We can replicate the GBD continuous time discounting approach using the discrete time formula by converting the discount rate \(r\) using \(r' = exp(r)-1\) Larson (2013). We then plug \(r'\) into the discrete time discounting formula and simplify to obtain a discounting factor of \((\frac{1}{1+e^{r}})^t-1=\frac{1}{1+e^{rt}-1}=\frac{1}{e^{rt}}=e^{-rt}\), which is exactly the discounting factor used above.

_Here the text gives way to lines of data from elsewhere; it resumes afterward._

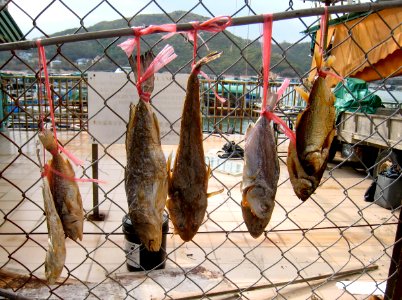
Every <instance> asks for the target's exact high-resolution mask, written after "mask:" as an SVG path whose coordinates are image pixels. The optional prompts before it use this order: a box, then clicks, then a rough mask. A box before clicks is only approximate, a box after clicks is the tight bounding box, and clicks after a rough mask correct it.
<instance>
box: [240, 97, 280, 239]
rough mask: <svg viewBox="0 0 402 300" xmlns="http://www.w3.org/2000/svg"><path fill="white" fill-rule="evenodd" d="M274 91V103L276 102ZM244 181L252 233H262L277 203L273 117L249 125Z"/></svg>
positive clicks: (245, 214) (276, 182) (276, 162)
mask: <svg viewBox="0 0 402 300" xmlns="http://www.w3.org/2000/svg"><path fill="white" fill-rule="evenodd" d="M274 96H275V95H271V97H272V98H271V103H275V102H276V97H274ZM245 141H246V144H245V148H244V167H243V181H242V202H241V204H242V205H241V207H242V213H243V219H244V222H245V223H246V226H247V229H248V231H249V233H250V235H251V236H252V237H254V238H257V237H259V236H260V235H261V234H262V233H263V232H264V230H265V227H266V226H267V225H268V223H269V221H270V219H271V215H272V212H273V210H274V206H275V195H276V190H277V183H278V180H279V161H278V156H277V152H276V143H275V137H274V132H273V129H272V127H271V126H270V121H269V120H267V118H266V117H265V116H261V117H260V118H259V119H258V120H257V122H256V124H255V125H254V126H253V125H250V126H249V127H248V128H247V132H246V136H245Z"/></svg>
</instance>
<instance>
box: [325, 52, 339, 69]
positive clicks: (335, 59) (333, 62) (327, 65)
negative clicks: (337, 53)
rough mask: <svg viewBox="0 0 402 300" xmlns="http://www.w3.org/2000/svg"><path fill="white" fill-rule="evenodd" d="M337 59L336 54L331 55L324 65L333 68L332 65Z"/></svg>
mask: <svg viewBox="0 0 402 300" xmlns="http://www.w3.org/2000/svg"><path fill="white" fill-rule="evenodd" d="M335 61H336V58H335V56H334V55H330V56H329V57H328V58H327V60H326V61H325V63H324V66H325V67H326V68H331V67H332V66H333V65H334V63H335Z"/></svg>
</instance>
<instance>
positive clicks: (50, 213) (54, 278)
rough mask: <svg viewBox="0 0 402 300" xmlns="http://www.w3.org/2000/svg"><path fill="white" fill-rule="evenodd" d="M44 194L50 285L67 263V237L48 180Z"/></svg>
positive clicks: (57, 275) (47, 254) (48, 264)
mask: <svg viewBox="0 0 402 300" xmlns="http://www.w3.org/2000/svg"><path fill="white" fill-rule="evenodd" d="M42 194H43V202H44V207H45V214H46V224H47V231H48V235H49V238H48V247H49V248H48V250H47V252H46V259H45V275H46V279H47V281H48V283H49V284H54V283H55V282H56V280H57V278H59V276H60V274H61V272H62V271H63V266H64V262H65V261H66V245H65V237H64V230H63V224H62V223H61V220H60V217H59V215H58V213H57V211H56V207H55V205H54V201H53V196H52V193H51V191H50V187H49V183H48V181H47V180H46V178H44V180H43V187H42Z"/></svg>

It follows trivially, then, that we obtain the same answer as above:

In [7]:
v_disc_h = 
  1/exp(params1$r_v_disc_c*(0:(params$omega)))

# YLD
yld_ = with(params1,(matrix(c(0,
              dw_S1 * Delta_t * (1/r_v_disc_h_Delta_t) * (1 - exp(-r_v_disc_h_Delta_t)) ,
              0,
              0),
            dimnames = list(c(
                c(v_tr_names,v_ab_names)
            ), c("DW")))
))
yld_ <- 
  with(params1,{
    v_tx_names %>% map(~({
         yld_
    }))
  }) %>% 
  set_names(params1$v_tx_names)

YLDt <- 
   with(params1, {
    v_tx_names %>% map( ~ ({
      P = m_P[[.x]]
      occ <- v_s0T
      d <- yld_[[.x]]
      out <- 0
      P %>% map(~({
        occ <<- occ %*% .x 
        out <<-  occ %*% d
      })) %>% 
        map(~(data.frame(.x))) %>% 
        bind_rows()
    }))
  })  %>% 
  set_names(params1$v_tx_names)
YLD = YLDt %>% map(~sum(.x*  v_disc_h * gen_wcc(params1$omega, method = "none")))

# YLL
new_deaths_from_disease <- 
    map(trace1,~({
        c(0,diff(.x[,"DS"]))
    })) 

remaining_life_expectancy <- 
    with(params1,(1/r_v_disc_h) * (1 - exp(-r_v_disc_h * f_ExR(ages_trace))))
    
YLLt <- 
    new_deaths_from_disease %>% map(~(.x * remaining_life_expectancy ))

YLL <- 
    YLLt %>% map(~(sum(.x * v_disc_h * gen_wcc(params1$omega,method = params1$cycle_correction))))

DALY <- 
    map2(YLL,YLD,~(.x + .y))
DALY
$FRH
[1] 21.16596
Fox-Rushby, Ja, and K Hanson. 2001. “Calculating and Presenting Disability Adjusted Life Years (DALYs) in Cost-Effectiveness Analysis.” Health Policy and Planning 16 (3): 326–31. https://doi.org/10.1093/heapol/16.3.326.
Larson, Bruce A. 2013. “Calculating Disability-Adjusted-Life-Years Lost (DALYs) in Discrete-Time.” Cost Effectiveness and Resource Allocation 11 (1): 1–6.